Although these developments are exciting, and of great benefit to our patients, the percentage of women who experience long-term disease-free survival with the addition of PARP inhibition remains unknown because the survival data are not yet mature. We can tell on the basis of PFS curves alone that disease is still recurring in these women despite new therapeutic options. We can therefore consider the results achieved with PARP inhibition to be the new “baseline” for oncology outcomes, which we must continue to strive to improve. 

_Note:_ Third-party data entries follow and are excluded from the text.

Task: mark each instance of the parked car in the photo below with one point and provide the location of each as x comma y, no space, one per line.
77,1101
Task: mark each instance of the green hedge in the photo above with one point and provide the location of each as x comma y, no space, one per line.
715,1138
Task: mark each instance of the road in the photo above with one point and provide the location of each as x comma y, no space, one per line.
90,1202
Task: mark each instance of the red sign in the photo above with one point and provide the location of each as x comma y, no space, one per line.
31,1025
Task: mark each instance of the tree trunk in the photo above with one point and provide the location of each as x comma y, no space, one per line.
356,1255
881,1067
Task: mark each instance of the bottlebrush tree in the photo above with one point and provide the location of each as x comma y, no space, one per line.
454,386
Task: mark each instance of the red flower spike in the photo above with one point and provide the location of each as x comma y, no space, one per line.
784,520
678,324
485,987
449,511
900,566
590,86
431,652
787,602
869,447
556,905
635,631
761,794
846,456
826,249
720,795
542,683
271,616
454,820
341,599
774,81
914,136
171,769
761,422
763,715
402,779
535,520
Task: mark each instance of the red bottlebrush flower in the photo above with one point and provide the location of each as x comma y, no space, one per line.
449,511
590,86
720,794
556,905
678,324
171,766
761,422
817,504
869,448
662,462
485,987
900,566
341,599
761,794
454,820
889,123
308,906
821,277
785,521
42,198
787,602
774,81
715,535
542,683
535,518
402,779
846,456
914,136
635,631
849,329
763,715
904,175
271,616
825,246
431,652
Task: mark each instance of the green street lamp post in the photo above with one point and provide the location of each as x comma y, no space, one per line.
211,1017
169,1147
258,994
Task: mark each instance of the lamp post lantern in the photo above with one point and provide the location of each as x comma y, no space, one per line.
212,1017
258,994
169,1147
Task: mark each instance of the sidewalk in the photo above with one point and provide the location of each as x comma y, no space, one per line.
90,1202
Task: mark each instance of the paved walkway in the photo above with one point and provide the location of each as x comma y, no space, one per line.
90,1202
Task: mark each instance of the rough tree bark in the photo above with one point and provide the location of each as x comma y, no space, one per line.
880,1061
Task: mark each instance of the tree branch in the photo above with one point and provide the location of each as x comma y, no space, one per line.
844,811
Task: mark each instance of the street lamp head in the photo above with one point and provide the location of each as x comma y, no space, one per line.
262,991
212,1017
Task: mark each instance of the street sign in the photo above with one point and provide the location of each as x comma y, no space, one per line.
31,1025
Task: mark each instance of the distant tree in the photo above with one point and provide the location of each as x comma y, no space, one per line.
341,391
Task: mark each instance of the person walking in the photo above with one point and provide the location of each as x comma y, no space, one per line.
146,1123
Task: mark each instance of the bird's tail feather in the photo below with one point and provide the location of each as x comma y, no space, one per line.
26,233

Dr Moore reports advisory board participation with AbbVie, AstraZeneca, Aravive, Eisai, GSK/Tesaro, Genentech/Roche, Immunogen, Merck, Mersana, Myriad, Tarveda, and VBL Therapeutics, and research funding from PTC Therapeutics, Lilly, Merck, and GSK/Tesaro. Dr Pothuri has received honoraria related to consulting for Eisai, Merck, AstraZeneca, GSK, and Clovis. Dr Monk has received honoraria related to consulting and speaking for Genentech/Roche, Merck, AstraZeneca, GSK, and Clovis. Dr Coleman has received research support from Clovis, GSK, AbbVie, AstraZeneca, and Merck, and has received honoraria related to consulting for Clovis, GSK, AbbVie, AstraZeneca, Merck, Aravive, Agenus, and Janssen.